I’m not so sure there even is such a thing as “African values” — certainly not in a form that everyone agrees on. Effectively, the term seems to me to stand in for traditionalist ways of life that, like in any society, are constantly changing with time.

Growing up in rural Kenya, it was my family — especially grandparents and older uncles — who took on the role of instilling values in us. Our elders dictated everything, from how we dressed and spoke, to how we related with one another.

The church, Anglican in my case, reinforced these teachings. Meanwhile the Catholic Church — the largest Christian denomination in Kenya — seemed most vocal in pushing back against Western influence. I still remember Archbishop of Nairobi, Cardinal Maurice Otunga, on television almost every Sunday, condemning the westernization of African families.

Today, however, it seems to me that both the Catholic Church and family elders are no longer as vocal. Instead African evangelicals and organizations belonging to the Christian Right have stepped into the fore. Some of these have been classified as hate groups by the Southern Poverty Law Center, a U.S. civil rights watchdog.

They include Family Watch International, whose founder Sharon Slater was one of the speakers at the Pan-African Conference. Slater is known for organizing annual “training sessions” in Arizona, where she coaches African politicians on how to lobby for conservative causes at the United Nations and other multilateral forums. In May 2023, just a month after she met with Uganda’s first lady Janet Museveni and several members of parliament, Uganda enacted its controversial Anti-Homosexuality Act, which prescribes life imprisonment for same-sex activities, and even the death penalty in some cases. Slater and her organization were accused of lobbying for the bill, a claim Family Watch International has denied.

When people like Slater say they are here to protect African values, they are implying that Africans naturally oppose women’s rights and LGBTQ+ rights. This, in my experience, is simply not true.

For my recent reporting on the massive cuts to U.S. foreign aid budgets I spoke with several women in rural Kenya who said they had directly benefited from these reproductive health services. Frontline healthcare workers — many of them women who work as community health volunteers — told me about the enormous pride they take in playing a part in reducing preventable deaths among women and children. And I met adolescent girls who had, for the first time, accessed age-appropriate sexual and reproductive health information. 

The truth is, African values are dynamic, diverse, and deeply rooted in our lived experiences, cultures, histories, and aspirations. Those histories include the violence of colonialism which imposed Victorian norms, enforced through the anti-sodomy laws introduced across the British Empire. 

Yet time and again, we see certain groups, typically for political reasons, attempting to narrow this rich complexity into rigid frameworks that are often weaponized against women, youth and LGBTQ+ communities.

“These are not the concerns of everyday Kenyans,” Ivy Werimba, communication and advocacy officer at GALCK+, a coalition of Kenyan LGBTQ organisations told AFP. “The protection of family values does not look like what they’re trying to force upon us.”
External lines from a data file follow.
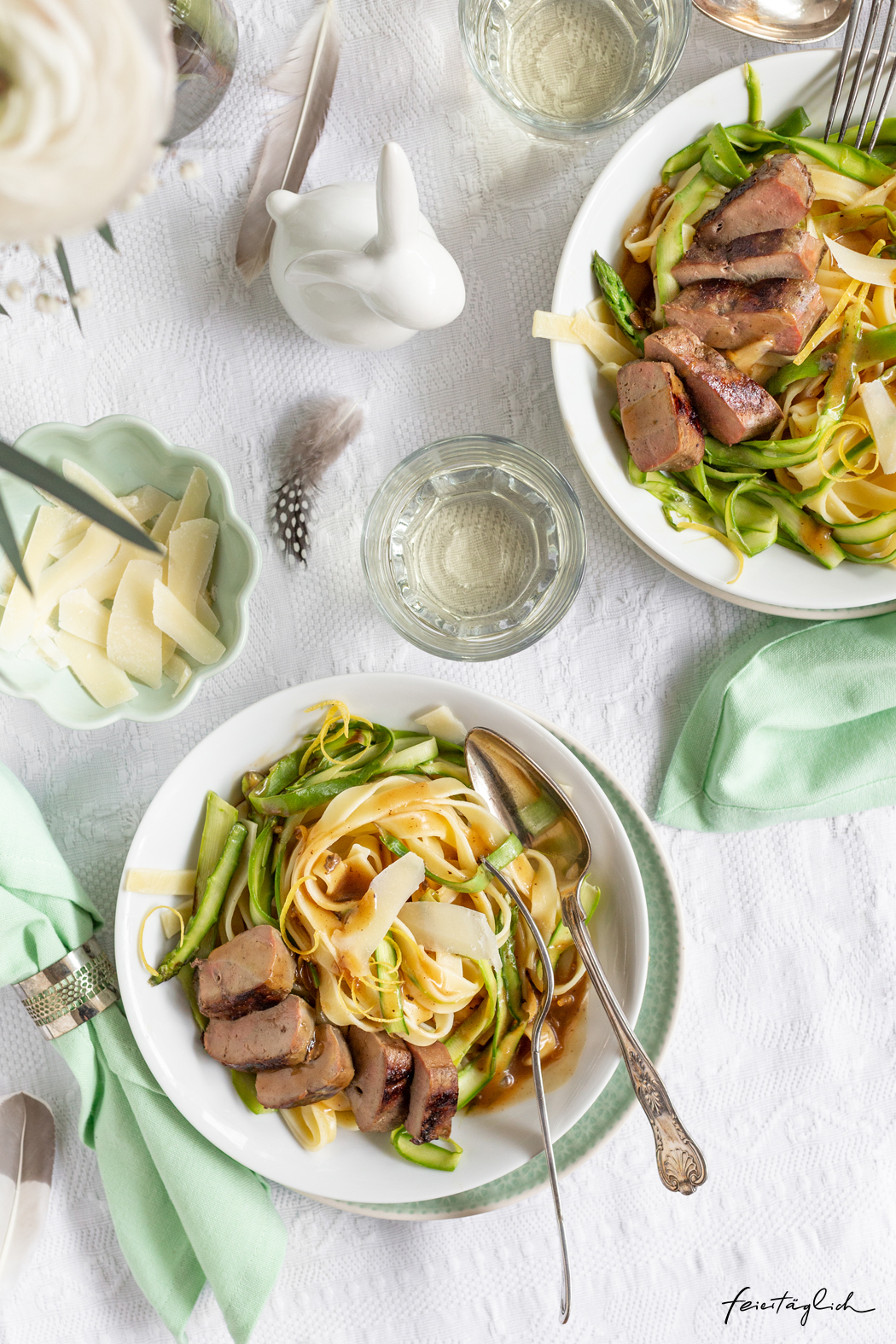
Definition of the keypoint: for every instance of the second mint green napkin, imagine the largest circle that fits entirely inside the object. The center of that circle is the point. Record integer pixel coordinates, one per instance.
(183, 1211)
(798, 722)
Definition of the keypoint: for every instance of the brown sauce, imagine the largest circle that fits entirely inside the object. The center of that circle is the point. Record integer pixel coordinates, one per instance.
(567, 1018)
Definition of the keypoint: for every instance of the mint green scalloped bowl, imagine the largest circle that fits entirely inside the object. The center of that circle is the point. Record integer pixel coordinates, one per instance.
(124, 453)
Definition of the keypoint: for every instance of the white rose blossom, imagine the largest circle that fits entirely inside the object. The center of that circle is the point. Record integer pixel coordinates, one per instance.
(86, 93)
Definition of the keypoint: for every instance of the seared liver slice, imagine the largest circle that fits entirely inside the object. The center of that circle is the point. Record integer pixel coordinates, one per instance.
(274, 1038)
(325, 1072)
(379, 1091)
(659, 421)
(253, 970)
(777, 195)
(727, 315)
(731, 404)
(777, 254)
(434, 1091)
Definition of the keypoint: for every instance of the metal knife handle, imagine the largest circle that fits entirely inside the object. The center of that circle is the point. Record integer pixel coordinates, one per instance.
(678, 1159)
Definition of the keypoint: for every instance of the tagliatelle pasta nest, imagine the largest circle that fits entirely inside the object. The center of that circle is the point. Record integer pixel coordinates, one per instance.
(825, 481)
(364, 848)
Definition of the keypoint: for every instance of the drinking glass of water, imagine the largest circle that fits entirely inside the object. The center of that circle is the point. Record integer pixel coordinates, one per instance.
(570, 69)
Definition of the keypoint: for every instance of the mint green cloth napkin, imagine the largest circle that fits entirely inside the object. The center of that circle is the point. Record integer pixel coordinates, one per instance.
(183, 1211)
(800, 722)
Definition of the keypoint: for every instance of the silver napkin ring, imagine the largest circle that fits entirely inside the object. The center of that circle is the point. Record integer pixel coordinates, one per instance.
(72, 991)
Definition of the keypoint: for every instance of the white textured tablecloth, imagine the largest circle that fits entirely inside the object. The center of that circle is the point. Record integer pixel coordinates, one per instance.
(782, 1056)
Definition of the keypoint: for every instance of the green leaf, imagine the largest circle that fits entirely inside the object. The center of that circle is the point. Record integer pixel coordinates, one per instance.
(26, 468)
(753, 95)
(720, 159)
(66, 276)
(794, 123)
(105, 233)
(9, 546)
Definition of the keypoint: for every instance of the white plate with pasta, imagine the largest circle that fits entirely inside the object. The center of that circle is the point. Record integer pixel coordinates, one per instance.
(355, 1167)
(778, 579)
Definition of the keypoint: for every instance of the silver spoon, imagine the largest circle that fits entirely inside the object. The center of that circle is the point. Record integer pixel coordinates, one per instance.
(807, 20)
(536, 1068)
(516, 789)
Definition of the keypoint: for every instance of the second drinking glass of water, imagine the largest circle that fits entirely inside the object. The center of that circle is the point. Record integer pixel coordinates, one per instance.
(570, 69)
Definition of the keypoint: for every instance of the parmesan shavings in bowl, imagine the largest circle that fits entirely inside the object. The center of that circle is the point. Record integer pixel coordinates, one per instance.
(88, 648)
(94, 605)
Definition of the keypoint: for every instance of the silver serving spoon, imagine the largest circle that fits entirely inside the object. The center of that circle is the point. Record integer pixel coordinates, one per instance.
(536, 1065)
(806, 20)
(542, 817)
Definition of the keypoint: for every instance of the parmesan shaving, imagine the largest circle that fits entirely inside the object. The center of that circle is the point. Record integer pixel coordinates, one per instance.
(18, 617)
(605, 347)
(161, 881)
(164, 523)
(107, 683)
(96, 549)
(442, 724)
(81, 614)
(145, 503)
(191, 547)
(189, 633)
(881, 417)
(870, 271)
(195, 499)
(135, 643)
(79, 476)
(179, 671)
(554, 327)
(206, 614)
(75, 566)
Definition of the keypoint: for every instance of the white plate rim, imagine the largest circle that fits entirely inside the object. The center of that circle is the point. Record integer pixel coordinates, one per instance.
(317, 689)
(816, 62)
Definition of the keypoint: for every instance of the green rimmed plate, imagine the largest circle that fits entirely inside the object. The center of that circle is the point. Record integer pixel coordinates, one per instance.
(653, 1026)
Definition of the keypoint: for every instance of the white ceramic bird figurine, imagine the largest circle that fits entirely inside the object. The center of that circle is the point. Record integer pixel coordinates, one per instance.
(359, 265)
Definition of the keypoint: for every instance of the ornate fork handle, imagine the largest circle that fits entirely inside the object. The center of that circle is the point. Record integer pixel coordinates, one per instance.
(678, 1159)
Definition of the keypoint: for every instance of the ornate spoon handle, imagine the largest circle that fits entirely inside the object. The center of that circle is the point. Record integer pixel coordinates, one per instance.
(539, 1084)
(678, 1159)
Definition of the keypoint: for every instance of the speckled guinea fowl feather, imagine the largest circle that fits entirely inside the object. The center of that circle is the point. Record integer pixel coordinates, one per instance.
(308, 74)
(27, 1148)
(327, 425)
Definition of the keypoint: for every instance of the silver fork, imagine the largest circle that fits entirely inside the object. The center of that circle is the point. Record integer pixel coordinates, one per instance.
(849, 41)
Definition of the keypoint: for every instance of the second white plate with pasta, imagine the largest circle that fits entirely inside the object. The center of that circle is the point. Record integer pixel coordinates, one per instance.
(364, 1168)
(777, 581)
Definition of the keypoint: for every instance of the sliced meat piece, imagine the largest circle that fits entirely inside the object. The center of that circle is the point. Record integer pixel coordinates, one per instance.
(434, 1091)
(727, 315)
(659, 421)
(325, 1072)
(777, 195)
(731, 404)
(274, 1038)
(777, 254)
(253, 970)
(381, 1091)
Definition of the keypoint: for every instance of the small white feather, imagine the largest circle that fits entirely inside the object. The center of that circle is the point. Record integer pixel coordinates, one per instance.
(27, 1149)
(308, 74)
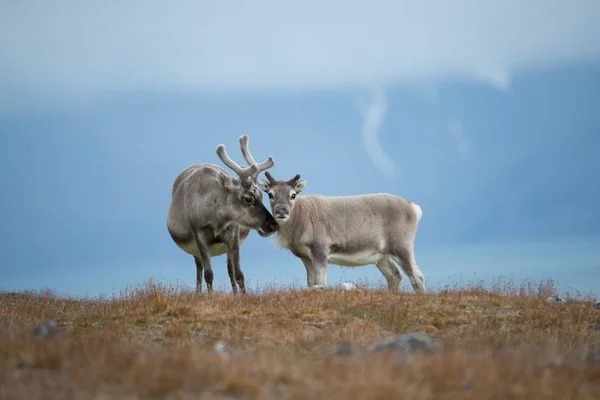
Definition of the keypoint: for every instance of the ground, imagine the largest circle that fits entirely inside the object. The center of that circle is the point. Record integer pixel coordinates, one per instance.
(501, 341)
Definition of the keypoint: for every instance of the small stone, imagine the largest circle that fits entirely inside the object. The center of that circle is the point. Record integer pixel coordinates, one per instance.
(554, 299)
(222, 349)
(410, 342)
(347, 286)
(594, 357)
(47, 329)
(345, 349)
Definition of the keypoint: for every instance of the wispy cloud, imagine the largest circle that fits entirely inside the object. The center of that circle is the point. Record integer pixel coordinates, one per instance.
(373, 117)
(456, 131)
(77, 50)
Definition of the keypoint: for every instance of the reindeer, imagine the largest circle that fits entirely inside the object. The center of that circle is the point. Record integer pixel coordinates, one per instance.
(349, 231)
(212, 213)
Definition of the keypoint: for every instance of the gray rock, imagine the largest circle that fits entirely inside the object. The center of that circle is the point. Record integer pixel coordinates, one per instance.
(47, 329)
(222, 349)
(594, 357)
(554, 299)
(347, 286)
(345, 349)
(409, 343)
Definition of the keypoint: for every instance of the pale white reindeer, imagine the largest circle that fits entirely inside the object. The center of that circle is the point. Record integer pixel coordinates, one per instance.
(211, 213)
(348, 231)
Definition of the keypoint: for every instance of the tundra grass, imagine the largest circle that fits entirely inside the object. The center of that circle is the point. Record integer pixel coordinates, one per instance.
(156, 341)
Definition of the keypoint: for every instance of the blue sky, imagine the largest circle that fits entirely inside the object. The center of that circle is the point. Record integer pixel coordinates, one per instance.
(486, 116)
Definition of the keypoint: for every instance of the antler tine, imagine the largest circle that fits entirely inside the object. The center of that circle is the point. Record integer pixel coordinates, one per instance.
(294, 179)
(268, 163)
(272, 180)
(241, 171)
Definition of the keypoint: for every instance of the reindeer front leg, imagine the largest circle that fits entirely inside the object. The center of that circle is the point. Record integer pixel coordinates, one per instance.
(232, 239)
(319, 263)
(204, 262)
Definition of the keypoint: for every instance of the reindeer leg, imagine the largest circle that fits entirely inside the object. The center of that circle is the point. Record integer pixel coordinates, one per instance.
(319, 261)
(232, 238)
(406, 259)
(204, 260)
(391, 274)
(231, 272)
(310, 272)
(198, 275)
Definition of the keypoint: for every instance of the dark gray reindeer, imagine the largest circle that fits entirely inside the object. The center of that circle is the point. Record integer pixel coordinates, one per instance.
(211, 213)
(348, 231)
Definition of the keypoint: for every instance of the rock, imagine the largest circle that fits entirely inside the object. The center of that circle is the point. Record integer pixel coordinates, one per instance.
(347, 286)
(222, 349)
(409, 343)
(594, 357)
(345, 349)
(554, 299)
(47, 329)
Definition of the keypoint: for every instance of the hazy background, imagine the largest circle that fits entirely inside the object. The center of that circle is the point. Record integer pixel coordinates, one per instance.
(486, 113)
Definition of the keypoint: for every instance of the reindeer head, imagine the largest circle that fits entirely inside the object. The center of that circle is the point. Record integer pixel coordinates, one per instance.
(248, 207)
(282, 194)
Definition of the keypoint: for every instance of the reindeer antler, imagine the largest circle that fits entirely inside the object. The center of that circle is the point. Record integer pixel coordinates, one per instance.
(268, 163)
(243, 173)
The opposition to Slater and others, claiming to defend African family values, has been loud and clear. Writing on LinkedIn in the week of the conference, global health facilitator from Uganda, Martha Clara Nakato said: “African families are evolving… this transformation is not a threat, it is a powerful opportunity to reimagine and advocate for safer-families, and inclusive rights-based policies that honor both traditions and progress. All families regardless of structure deserve protection, dignity, and equal rights in areas such as marriage, inheritance, caregiving, and bodily autonomy.”

As women’s rights lawyer Tabitha Saoyo told AFP, the rollback of rights tends to inevitably follow these conferences, particularly for groups that already face marginalization. With events similar to the one held in Nairobi planned for Sierra Leone, Rwanda and Ghana, it remains to be seen whether African leaders will see the continent’s future as Nakato and many of their citizens do: as one that honors both tradition and progress.